CURTIS V. GÓMEZ, District Judge.

Before the Court is the renewed motion of the defendant/cross-claim defendant Great Southern Wood Preserving, Inc. to dismiss all claims and cross-claims asserted against it for want of personal jurisdiction.

I. FACTUAL AND PROCEDURAL BACKGROUND

Great Southern Wood Preserving, Inc ("GSWP") is a lumber wholesaler. It operates principally in Alabama. In addition to selling wood directly, it also provides chemical and pressure treatments to prevent lumber from decaying. The ostensible purpose of such treatments is to render the lumber safe for use in buildings.

From in or about 2003 until in or about 2009, GSWP regularly sold treated lumber and provided lumber-treatment services to the defendant/cross-claimant Putnam Family Properties, Inc., doing business as Putnam Lumber and Export Company ("Putnam Lumber"). Putnam Lumber, a Florida corporation, is itself a lumber retailer. Putnam Lumber regularly sold lumber to, among others, the defendant/cross-claimant Whitecap Investment Corporation, doing business as Paradise Lumber ("Paradise Lumber").

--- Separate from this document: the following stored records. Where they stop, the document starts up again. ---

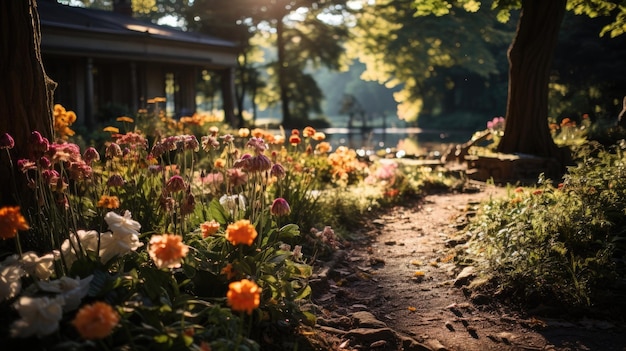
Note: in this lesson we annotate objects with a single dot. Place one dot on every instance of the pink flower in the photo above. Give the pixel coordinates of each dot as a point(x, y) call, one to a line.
point(115, 180)
point(237, 177)
point(6, 141)
point(280, 207)
point(258, 144)
point(113, 150)
point(175, 184)
point(278, 171)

Paradise Lumber is a lumber retailer operating in St. John, United States Virgin Islands. It sold lumber that it had purchased from Putnam Lumber, and which had been treated by GSWP, to various consumers in St. John. These consumers used the lumber in their sundry buildings. Two of these consumers are the plaintiffs in the instant case, MRL Development I, LLC and Michael R. Lucht (collectively "MRL").

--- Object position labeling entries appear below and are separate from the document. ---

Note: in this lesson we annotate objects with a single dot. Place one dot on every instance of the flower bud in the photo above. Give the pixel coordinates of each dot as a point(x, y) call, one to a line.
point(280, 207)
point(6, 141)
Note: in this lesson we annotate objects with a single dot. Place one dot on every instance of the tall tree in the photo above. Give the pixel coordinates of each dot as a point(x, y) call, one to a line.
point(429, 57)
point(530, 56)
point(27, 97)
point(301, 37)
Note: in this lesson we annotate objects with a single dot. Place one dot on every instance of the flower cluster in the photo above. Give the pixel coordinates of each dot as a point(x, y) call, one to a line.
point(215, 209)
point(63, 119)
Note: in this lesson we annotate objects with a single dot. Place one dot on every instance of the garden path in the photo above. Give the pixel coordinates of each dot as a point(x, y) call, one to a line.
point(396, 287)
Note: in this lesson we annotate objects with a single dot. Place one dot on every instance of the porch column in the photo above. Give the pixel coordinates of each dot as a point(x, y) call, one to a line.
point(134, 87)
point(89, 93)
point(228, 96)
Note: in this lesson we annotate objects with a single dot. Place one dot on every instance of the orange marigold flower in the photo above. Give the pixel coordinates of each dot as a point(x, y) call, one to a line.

MRL claims that the GSWP-treated lumber prematurely decayed, causing damage to its house, into which the lumber had been incorporated.

After receiving complaints from consumers like MRL about the GSWP-treated lumber, on December 29, 2010, Paradise Lumber initiated an action against, among others, GSWP in this court. That action is captioned Whitecap Investment Corp. v. Putnam Lumber & Export Co., Civ. No. 2010-139 (the "Paradise Lumber Case").

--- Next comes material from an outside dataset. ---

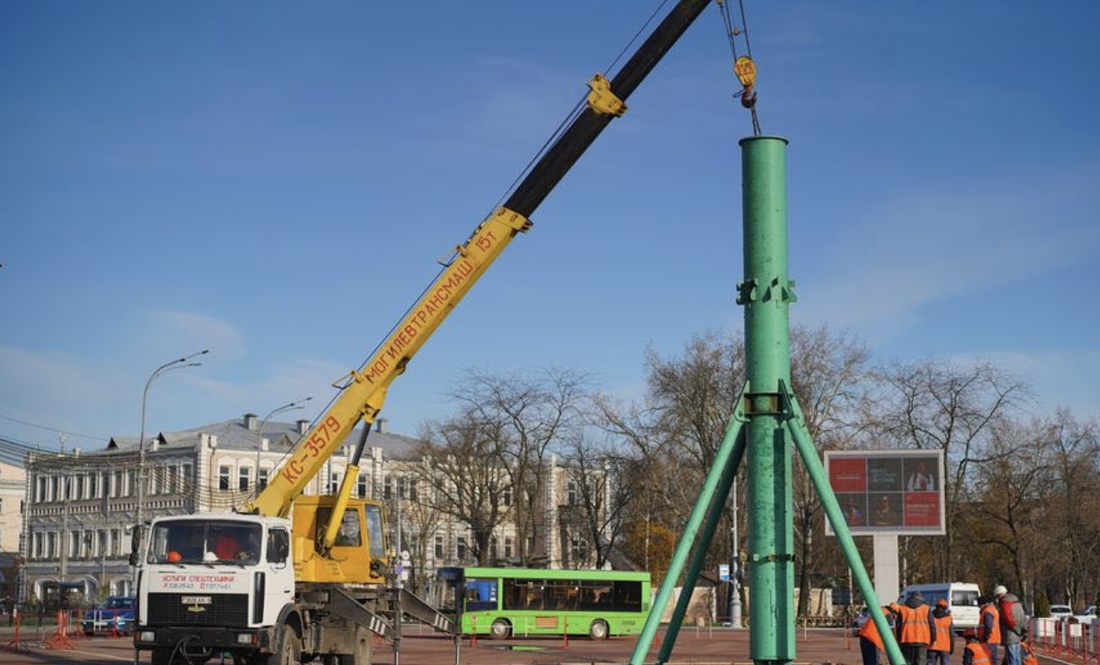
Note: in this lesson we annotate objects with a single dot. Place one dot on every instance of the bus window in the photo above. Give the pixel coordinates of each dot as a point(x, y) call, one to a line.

MRL initiated this matter on February 15, 2013, in the Superior Court of the Virgin Islands. The amended complaint named GSWP, Paradise Lumber, and Putnam Lumber as defendants. Thereafter, on April 15, 2013, Paradise Lumber filed its answer and cross-claims against GSWP and Putnam Lumber.

On May 14, 2013, GSWP removed the action to this Court. That same day, GSWP moved to dismiss both the complaint and Paradise Lumber's cross-claims on the grounds that this Court lacked personal jurisdiction over GSWP.

On June 21, 2013, Putnam Lumber filed cross-claims against the other defendants, including GSWP. Thereafter, on July 22, 2013, GSWP moved to dismiss Putnam Lumber's cross-claims as well.

The Court denied GSWP's motions to dismiss for lack of personal jurisdiction in a memorandum opinion and order on January 14, 2014. In the January 14, 2014, memorandum opinion, the Court found that GSWP had sold wood to Putnam Lumber with the knowledge that such wood would be sold to consumers in the Virgin Islands. (ECF No. 106.) The Court also found that GSWP had provided a channel through which to provide service to end-users in the Virgin Islands. (Id.) These contacts, the Court held, were sufficient for this Court to exercise personal jurisdiction over GSWP. (Id.)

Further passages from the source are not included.